Redirect Management: Preserving Your Digital Footprint and User Trust
A migration is incomplete, and arguably detrimental, if it fails to address the issue of broken links. Every existing link pointing to your old knowledge base articles, whether from search engines, internal documents, or external websites, represents valuable traffic and authority. Neglecting redirect management leads directly to 404 errors, a poor user experience, and a significant drop in search engine ranking.
The solution is 301 (permanent) redirects. These tell browsers and search engines that a page has permanently moved to a new location. Implementing them correctly ensures that:
- SEO Value is Preserved: Search engines pass on most of the "link equity" from the old URL to the new one, preventing a loss of hard-earned ranking.
- User Experience Remains Seamless: Users clicking old bookmarks or links from other sites are automatically taken to the correct new page, rather than encountering a dead end.
- Internal References are Future-Proofed: While a robust import should update internal links within the new KB, external links and legacy documents still need redirection.

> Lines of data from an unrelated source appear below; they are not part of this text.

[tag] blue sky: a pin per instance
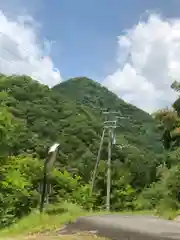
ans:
(86, 32)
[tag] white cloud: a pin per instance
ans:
(149, 61)
(21, 52)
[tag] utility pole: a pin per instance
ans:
(48, 165)
(110, 125)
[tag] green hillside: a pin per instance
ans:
(138, 128)
(33, 116)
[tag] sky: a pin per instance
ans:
(131, 47)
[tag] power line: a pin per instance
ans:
(110, 125)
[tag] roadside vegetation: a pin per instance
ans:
(145, 173)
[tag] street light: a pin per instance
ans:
(48, 165)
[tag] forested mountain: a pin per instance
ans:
(33, 116)
(138, 127)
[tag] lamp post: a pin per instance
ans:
(48, 164)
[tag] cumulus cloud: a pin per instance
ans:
(21, 52)
(149, 61)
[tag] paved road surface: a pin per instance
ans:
(129, 227)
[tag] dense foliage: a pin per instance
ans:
(33, 116)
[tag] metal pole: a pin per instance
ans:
(109, 171)
(97, 161)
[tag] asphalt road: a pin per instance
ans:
(127, 227)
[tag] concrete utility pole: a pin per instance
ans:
(110, 125)
(48, 165)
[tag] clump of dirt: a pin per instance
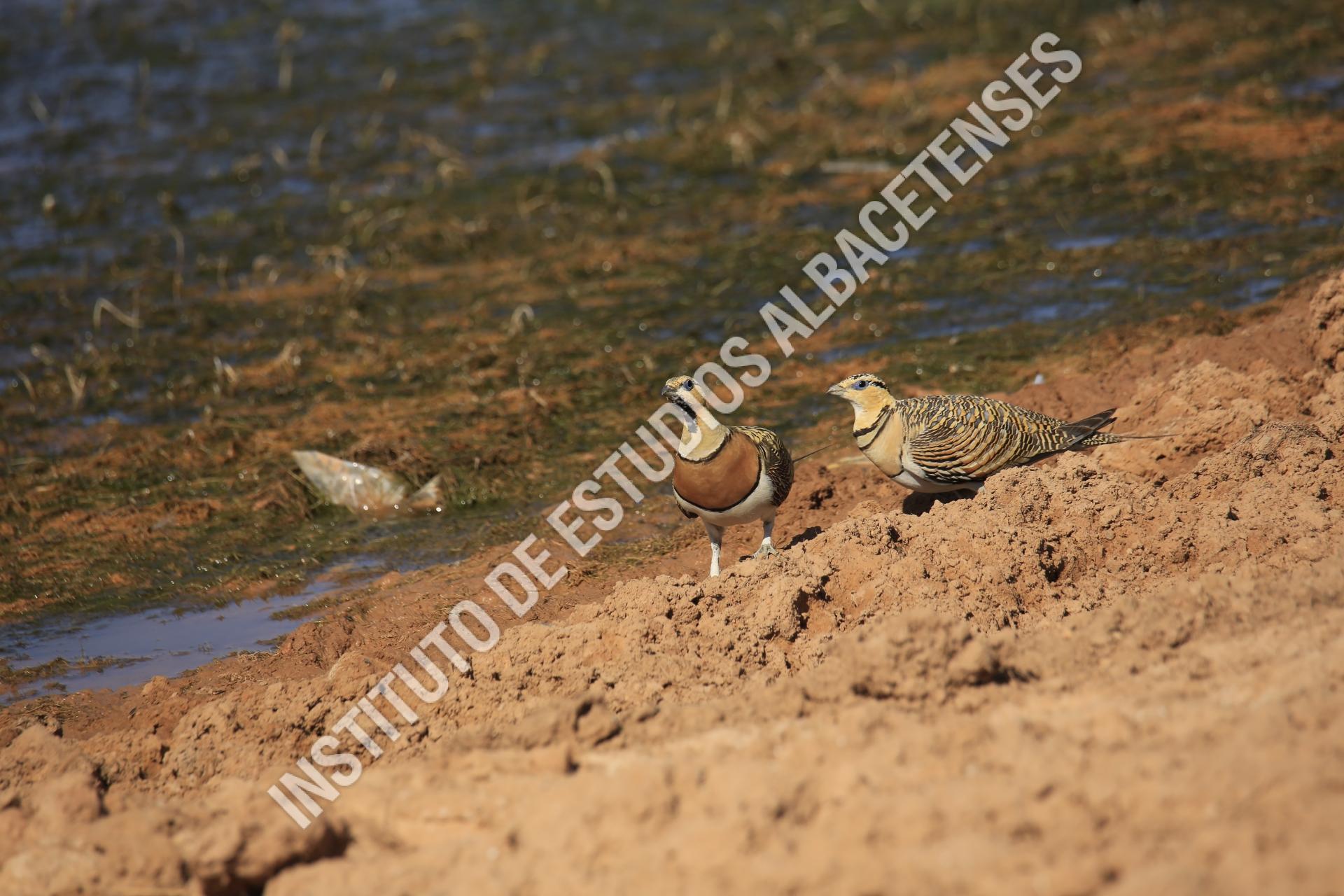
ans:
(1113, 671)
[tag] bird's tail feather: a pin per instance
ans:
(813, 451)
(1089, 434)
(1112, 438)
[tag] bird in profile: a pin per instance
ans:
(726, 475)
(953, 442)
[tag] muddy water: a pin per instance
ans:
(234, 230)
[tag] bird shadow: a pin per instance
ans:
(806, 535)
(920, 503)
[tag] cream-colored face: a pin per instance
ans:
(683, 391)
(862, 390)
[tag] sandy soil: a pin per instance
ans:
(1117, 672)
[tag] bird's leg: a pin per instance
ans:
(766, 548)
(715, 545)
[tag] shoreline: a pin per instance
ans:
(1032, 633)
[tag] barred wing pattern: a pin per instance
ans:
(774, 460)
(965, 438)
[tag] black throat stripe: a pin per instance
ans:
(711, 454)
(883, 418)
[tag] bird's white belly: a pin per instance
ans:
(755, 507)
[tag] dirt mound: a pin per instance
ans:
(1119, 671)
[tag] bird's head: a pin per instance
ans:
(864, 391)
(685, 393)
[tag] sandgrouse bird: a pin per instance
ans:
(726, 475)
(953, 442)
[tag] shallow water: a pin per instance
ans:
(113, 652)
(432, 167)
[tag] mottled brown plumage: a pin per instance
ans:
(949, 442)
(726, 475)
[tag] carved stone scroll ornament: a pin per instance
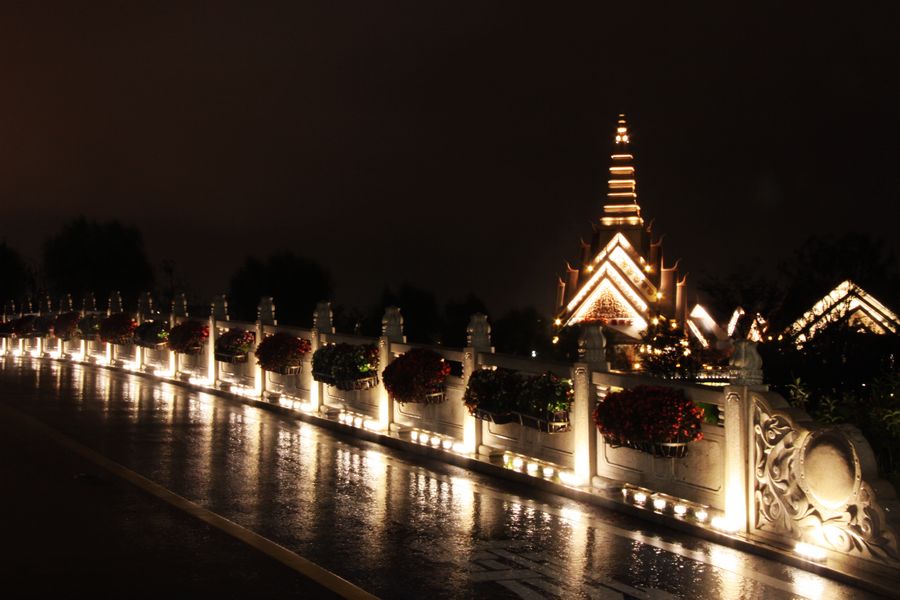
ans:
(808, 485)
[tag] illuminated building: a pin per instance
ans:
(622, 279)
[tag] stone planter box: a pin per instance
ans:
(288, 370)
(432, 398)
(658, 449)
(150, 345)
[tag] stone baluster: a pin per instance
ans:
(391, 332)
(478, 340)
(265, 315)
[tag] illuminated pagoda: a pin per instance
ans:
(622, 280)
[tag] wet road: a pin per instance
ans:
(383, 519)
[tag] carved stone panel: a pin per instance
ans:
(809, 485)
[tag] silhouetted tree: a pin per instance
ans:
(522, 331)
(747, 287)
(16, 280)
(295, 283)
(89, 256)
(456, 319)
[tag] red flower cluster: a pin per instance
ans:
(659, 415)
(117, 329)
(188, 337)
(280, 351)
(416, 374)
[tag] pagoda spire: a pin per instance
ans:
(621, 207)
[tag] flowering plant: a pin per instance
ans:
(323, 360)
(188, 336)
(117, 329)
(648, 415)
(416, 376)
(354, 362)
(66, 325)
(235, 342)
(151, 334)
(545, 396)
(493, 391)
(280, 351)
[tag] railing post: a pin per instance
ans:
(322, 322)
(212, 372)
(478, 339)
(592, 357)
(179, 309)
(265, 315)
(746, 376)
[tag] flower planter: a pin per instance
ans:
(192, 351)
(325, 378)
(287, 370)
(558, 423)
(231, 358)
(150, 345)
(496, 418)
(363, 383)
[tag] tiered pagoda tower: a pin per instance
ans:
(621, 281)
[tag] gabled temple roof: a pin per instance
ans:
(621, 277)
(847, 302)
(617, 292)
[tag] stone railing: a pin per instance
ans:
(765, 472)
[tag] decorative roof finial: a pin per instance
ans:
(621, 206)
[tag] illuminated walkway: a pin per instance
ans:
(382, 519)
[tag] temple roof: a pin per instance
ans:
(847, 302)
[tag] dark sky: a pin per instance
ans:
(462, 146)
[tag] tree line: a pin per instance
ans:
(87, 256)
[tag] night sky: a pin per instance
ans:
(460, 146)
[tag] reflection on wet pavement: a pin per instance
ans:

The core task is to create a comprehensive map of old URLs to new URLs. For smaller knowledge bases, this might be a manual spreadsheet. For larger ones, it often requires a programmatic approach:
- Extract Old URLs: Gather a list of all existing article URLs from your old platform. This can be done via sitemaps, analytics reports (top visited pages), or by crawling the old site's index.
- Map to New URLs: During the import process, your new platform should generate unique URLs for each article. The challenge is to associate each old URL with its corresponding new one. This might involve matching based on article title, content hashes, or a unique ID carried through the migration.
- Implement Redirects: The actual implementation depends on your hosting environment. It could involve server-side rules (e.g., Apache
.htaccess, Nginx configuration), a content delivery network (CDN) redirect service, or features within your new knowledge base platform that allow bulk redirect management. Prioritize a solution that allows for easy bulk uploads of a CSV mapping file.
Testing is non-negotiable. After implementing redirects, systematically test a representative sample of old URLs, especially the most popular and those linked from critical external sources. Automated link checkers can help identify any missed pages, but manual spot-checks for critical paths are essential.
Migrating a knowledge base is an operational rather than merely a technical challenge. It demands meticulous planning, an understanding of the content's lifecycle, and an appreciation for the user's journey. By employing strategic content acquisition methods and rigorously managing redirects, organizations can transition to a more efficient platform without sacrificing the accumulated value of their documentation. The effort invested in a clean migration pays dividends in sustained productivity and a reliable source of truth, ensuring that the new platform delivers on its promise of improved knowledge delivery and maintenance.